Thread: select fails on indexed varchars.

select fails on indexed varchars.

From
Alex Krohn
Date:
Hi,

First off I'm running:

links=# select version() ;
                               version
---------------------------------------------------------------------
 PostgreSQL 7.0.3 on i686-pc-linux-gnu, compiled by gcc egcs-2.91.66
(1 row)

Now, if I have a table with an index, I'm not able to do some selects on
it. To reproduce:

        links=# create table foo ( a char(25) );
        CREATE
        links=# create index foodx on foo (a);
        CREATE
        links=# insert into foo values ('Test/Test');
        INSERT 29689 1
        links=# select * from foo;
                     a
        ---------------------------
         Test/Test
        (1 row)

        links=# select * from foo where a like 'Test/%'
        links-# ;
         a
        ---
        (0 rows)

# Strange result, why 0 rows, the select failed.

        links=# select * from foo where a like 'Test%';
                     a
        ---------------------------
         Test/Test
        (1 row)

# This one's fine.

        links=# select * from foo where a like 'Test/T%';
                     a
        ---------------------------
         Test/Test
        (1 row)

# And so is this one.

It seems the /% causes a problem. If I drop the index, the selects work
fine. Is this a bug, am I missing something? If you need any other
system info, please let me know. I did an RPM install on a pretty plain
Redhat 6.2 system.

Please reply to alex@gossamer-threads.com with any ideas.

Thanks!

Alex

--------------------  Gossamer Threads Inc.  ----------------------
Alex Krohn                        Email: alex@gossamer-threads.com
Internet Consultant               Phone: (604) 687-5804
http://www.gossamer-threads.com   Fax  : (604) 687-5806

Re: select fails on indexed varchars.

From
Tom Lane
Date:
Alex Krohn <alex@gossamer-threads.com> writes:
>         links=# select * from foo where a like 'Test/%'
>         links-# ;
>          a
>         ---
>         (0 rows)

This looks like an artifact of the known problems with LIKE index
optimization in non-ASCII locales.  What locale are you running the
postmaster in?

            regards, tom lane

Re: select fails on indexed varchars.

From
Tom Lane
Date:
Alex Krohn <alex@gossamer-threads.com> writes:
> [postgres@penguin pgsql]$ locale
> LANG=en_US
> LC_CTYPE="en_US"
> LC_NUMERIC="en_US"
> LC_TIME="en_US"
> LC_COLLATE="en_US"
> LC_MONETARY="en_US"
> LC_MESSAGES="en_US"
> LC_ALL=en_US
> [postgres@penguin pgsql]$

> Postmaster is running as user pgsql. Any ideas on workarounds?

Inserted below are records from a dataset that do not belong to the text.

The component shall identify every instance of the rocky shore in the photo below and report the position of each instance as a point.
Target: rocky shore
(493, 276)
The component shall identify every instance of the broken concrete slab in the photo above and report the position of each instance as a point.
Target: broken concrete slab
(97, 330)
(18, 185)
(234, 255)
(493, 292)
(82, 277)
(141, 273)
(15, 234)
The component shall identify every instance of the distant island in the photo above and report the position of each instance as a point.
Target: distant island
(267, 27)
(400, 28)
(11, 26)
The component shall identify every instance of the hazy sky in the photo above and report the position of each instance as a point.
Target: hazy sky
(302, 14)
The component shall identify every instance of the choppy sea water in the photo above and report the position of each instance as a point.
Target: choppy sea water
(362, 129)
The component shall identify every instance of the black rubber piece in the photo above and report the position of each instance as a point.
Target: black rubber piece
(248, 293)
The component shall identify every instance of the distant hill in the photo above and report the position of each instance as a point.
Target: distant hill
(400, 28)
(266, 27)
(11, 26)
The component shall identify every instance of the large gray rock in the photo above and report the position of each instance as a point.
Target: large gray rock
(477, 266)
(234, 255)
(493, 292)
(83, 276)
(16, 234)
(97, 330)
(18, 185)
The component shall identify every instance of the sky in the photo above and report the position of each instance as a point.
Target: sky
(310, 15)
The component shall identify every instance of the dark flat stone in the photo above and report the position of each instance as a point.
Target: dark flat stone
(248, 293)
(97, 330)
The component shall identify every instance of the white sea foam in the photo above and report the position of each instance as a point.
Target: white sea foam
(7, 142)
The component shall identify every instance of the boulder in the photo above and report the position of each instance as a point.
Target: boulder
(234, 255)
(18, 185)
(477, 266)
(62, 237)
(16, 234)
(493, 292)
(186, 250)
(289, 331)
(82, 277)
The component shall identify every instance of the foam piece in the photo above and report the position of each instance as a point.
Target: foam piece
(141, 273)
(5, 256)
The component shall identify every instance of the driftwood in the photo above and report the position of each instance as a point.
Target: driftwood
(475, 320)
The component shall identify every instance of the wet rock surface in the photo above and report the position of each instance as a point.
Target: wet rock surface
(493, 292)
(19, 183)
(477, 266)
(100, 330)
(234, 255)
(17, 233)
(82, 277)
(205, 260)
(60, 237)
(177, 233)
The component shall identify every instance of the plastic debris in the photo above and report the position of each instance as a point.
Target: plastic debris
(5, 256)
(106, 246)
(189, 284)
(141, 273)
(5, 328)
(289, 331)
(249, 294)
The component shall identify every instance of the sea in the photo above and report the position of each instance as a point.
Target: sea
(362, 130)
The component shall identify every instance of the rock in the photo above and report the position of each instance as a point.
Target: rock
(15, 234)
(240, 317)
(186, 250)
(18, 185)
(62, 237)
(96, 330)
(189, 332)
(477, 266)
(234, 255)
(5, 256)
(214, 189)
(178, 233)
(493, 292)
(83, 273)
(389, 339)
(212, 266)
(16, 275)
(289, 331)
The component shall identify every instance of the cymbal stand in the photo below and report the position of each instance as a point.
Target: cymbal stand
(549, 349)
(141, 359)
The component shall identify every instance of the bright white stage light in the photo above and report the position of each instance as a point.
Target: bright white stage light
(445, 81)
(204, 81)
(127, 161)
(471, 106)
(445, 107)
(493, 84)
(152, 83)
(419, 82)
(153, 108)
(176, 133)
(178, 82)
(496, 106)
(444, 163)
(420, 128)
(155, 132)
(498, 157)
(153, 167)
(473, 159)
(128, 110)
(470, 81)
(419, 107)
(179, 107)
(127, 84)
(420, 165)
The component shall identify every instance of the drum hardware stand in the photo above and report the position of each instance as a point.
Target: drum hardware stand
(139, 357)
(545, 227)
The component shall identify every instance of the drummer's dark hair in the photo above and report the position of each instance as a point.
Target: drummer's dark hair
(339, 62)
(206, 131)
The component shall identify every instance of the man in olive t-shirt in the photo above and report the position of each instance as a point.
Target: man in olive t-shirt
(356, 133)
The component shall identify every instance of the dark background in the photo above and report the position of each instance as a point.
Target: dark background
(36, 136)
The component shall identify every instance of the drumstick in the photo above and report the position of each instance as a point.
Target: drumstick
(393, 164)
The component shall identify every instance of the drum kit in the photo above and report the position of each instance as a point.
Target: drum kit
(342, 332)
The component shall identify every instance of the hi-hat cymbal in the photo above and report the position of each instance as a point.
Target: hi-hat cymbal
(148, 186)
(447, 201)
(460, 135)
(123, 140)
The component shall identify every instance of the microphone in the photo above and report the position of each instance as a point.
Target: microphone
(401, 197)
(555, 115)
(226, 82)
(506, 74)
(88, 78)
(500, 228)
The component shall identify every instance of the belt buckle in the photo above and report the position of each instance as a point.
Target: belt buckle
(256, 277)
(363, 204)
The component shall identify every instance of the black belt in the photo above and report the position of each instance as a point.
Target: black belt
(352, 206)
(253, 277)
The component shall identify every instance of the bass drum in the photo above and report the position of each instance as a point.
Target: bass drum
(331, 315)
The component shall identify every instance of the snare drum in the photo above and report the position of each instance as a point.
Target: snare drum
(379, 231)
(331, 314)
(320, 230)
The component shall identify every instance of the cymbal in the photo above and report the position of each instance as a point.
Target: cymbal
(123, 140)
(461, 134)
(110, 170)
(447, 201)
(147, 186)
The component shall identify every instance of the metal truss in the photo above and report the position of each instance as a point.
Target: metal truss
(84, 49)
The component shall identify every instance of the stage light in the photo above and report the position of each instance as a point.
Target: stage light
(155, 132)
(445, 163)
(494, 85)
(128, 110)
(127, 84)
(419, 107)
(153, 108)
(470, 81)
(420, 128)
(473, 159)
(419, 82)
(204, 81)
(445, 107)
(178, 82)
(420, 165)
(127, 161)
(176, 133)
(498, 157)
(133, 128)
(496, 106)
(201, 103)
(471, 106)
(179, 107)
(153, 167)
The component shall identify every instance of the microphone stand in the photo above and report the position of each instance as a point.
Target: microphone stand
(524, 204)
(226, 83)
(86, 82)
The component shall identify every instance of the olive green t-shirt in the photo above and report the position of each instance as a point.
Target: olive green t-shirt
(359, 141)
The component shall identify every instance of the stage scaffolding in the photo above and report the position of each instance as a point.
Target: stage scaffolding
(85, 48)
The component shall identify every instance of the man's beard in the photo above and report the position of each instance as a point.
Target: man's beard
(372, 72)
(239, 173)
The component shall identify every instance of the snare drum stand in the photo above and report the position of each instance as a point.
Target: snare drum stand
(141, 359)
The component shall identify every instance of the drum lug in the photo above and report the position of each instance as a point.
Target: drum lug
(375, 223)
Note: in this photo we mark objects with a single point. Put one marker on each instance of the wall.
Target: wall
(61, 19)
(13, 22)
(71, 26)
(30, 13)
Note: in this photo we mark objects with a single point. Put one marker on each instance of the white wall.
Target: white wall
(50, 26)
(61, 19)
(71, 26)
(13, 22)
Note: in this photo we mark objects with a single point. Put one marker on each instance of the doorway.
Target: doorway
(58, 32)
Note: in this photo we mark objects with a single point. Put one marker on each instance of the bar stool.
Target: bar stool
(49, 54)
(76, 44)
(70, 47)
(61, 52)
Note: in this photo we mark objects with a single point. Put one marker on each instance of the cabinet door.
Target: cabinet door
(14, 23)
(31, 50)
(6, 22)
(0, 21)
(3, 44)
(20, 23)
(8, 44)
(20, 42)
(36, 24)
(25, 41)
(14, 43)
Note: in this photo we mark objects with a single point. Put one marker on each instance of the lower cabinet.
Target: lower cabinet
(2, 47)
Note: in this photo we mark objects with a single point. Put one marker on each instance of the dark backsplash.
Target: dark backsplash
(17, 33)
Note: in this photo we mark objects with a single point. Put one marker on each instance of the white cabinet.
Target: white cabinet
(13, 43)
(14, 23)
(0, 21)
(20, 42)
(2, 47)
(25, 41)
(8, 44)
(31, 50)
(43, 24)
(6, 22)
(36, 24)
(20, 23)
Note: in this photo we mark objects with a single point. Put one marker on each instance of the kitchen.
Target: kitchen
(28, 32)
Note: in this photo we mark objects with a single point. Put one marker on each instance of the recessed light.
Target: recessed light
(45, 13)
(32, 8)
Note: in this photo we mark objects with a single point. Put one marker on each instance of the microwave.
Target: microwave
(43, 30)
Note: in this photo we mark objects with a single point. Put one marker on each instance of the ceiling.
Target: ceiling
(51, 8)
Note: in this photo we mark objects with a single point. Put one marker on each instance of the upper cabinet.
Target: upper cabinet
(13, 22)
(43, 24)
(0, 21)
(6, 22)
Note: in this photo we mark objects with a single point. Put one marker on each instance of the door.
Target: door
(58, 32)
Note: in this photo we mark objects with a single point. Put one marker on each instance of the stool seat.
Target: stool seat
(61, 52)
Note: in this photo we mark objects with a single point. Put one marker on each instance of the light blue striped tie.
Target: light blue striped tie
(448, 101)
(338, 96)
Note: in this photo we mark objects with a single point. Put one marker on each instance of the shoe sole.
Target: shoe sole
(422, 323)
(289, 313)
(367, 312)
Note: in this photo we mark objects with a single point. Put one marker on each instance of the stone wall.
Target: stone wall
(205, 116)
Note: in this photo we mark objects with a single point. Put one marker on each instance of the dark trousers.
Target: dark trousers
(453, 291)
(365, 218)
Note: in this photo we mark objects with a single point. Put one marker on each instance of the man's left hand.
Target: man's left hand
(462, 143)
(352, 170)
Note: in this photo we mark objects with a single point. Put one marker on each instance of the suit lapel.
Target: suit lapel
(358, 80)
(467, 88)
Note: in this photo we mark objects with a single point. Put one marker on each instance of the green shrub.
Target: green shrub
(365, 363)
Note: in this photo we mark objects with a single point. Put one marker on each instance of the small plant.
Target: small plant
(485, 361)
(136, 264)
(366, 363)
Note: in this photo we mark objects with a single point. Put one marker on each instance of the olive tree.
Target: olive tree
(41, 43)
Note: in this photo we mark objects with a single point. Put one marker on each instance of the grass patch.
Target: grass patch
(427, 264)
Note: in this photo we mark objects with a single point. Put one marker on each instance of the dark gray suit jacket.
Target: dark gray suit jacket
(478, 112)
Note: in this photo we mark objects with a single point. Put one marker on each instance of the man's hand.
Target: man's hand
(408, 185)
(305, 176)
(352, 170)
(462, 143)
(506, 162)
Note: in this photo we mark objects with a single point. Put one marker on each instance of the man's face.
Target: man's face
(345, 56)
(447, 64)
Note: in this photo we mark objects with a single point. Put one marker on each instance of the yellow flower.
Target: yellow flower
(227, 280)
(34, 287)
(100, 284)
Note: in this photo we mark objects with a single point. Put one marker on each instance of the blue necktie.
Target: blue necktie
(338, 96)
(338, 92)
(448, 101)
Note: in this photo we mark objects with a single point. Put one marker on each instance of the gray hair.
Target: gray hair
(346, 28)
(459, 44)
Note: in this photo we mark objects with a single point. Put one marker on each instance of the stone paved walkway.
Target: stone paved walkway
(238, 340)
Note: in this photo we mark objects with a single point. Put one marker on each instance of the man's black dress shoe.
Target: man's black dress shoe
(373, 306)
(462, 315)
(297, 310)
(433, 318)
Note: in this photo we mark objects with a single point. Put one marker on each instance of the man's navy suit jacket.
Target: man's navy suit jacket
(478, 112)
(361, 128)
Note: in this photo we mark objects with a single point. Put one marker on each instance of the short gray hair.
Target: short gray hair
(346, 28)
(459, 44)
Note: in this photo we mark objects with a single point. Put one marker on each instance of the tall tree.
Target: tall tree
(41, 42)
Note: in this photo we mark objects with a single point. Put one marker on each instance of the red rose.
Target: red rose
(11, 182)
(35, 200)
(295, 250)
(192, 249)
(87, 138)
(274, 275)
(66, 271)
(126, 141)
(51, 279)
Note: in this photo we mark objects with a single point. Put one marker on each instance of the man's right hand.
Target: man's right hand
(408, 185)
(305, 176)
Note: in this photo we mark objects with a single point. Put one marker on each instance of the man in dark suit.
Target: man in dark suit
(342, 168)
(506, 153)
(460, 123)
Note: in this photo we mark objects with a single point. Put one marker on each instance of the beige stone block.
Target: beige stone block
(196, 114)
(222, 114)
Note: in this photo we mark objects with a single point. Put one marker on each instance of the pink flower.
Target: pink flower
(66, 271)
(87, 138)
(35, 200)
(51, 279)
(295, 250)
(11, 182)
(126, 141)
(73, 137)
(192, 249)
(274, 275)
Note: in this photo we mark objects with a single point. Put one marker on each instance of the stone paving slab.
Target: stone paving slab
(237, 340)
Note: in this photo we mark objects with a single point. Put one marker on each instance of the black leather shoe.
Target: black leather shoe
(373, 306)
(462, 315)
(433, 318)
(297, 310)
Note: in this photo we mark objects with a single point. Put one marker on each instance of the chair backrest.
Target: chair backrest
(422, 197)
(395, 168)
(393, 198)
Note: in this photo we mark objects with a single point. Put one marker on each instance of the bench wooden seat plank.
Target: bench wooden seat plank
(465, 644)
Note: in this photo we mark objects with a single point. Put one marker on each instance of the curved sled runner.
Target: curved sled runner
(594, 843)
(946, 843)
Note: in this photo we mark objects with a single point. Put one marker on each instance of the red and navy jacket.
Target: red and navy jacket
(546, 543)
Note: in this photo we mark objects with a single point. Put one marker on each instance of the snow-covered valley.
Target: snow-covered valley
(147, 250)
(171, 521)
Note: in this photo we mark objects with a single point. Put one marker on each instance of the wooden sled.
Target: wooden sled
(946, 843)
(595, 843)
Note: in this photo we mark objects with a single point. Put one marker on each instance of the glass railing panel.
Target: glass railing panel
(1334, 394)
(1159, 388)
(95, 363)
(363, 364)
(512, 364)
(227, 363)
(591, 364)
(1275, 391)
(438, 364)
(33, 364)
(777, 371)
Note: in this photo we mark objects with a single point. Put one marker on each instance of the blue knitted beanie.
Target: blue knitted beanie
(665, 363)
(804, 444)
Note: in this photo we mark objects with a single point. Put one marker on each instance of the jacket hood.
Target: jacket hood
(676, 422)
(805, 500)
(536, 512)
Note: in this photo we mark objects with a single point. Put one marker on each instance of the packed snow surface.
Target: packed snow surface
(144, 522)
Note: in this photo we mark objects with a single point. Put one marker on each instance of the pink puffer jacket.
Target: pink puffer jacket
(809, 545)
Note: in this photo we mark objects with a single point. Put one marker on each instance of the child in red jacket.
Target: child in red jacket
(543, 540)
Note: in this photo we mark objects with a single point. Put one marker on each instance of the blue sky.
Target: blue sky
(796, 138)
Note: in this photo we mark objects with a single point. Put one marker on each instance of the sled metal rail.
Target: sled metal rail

Use locale "C" unless you have a really good reason why you need
en_US sorting order.

Beware of changing the postmaster's locale on the fly, however,
since that will leave you with corrupted (out-of-order) indexes.
Safest to dump/initdb in new locale/reload.

            regards, tom lane

Re: select fails on indexed varchars.

From
Tom Lane
Date:
Alex Krohn <alex@gossamer-threads.com> writes:
>> Beware of changing the postmaster's locale on the fly, however,
>> since that will leave you with corrupted (out-of-order) indexes.
>> Safest to dump/initdb in new locale/reload.

> How would I go about changing that? Setting LANG and LC_ALL in the pgsql
> users home directory .bashrc? Or do I need to edit the startup file?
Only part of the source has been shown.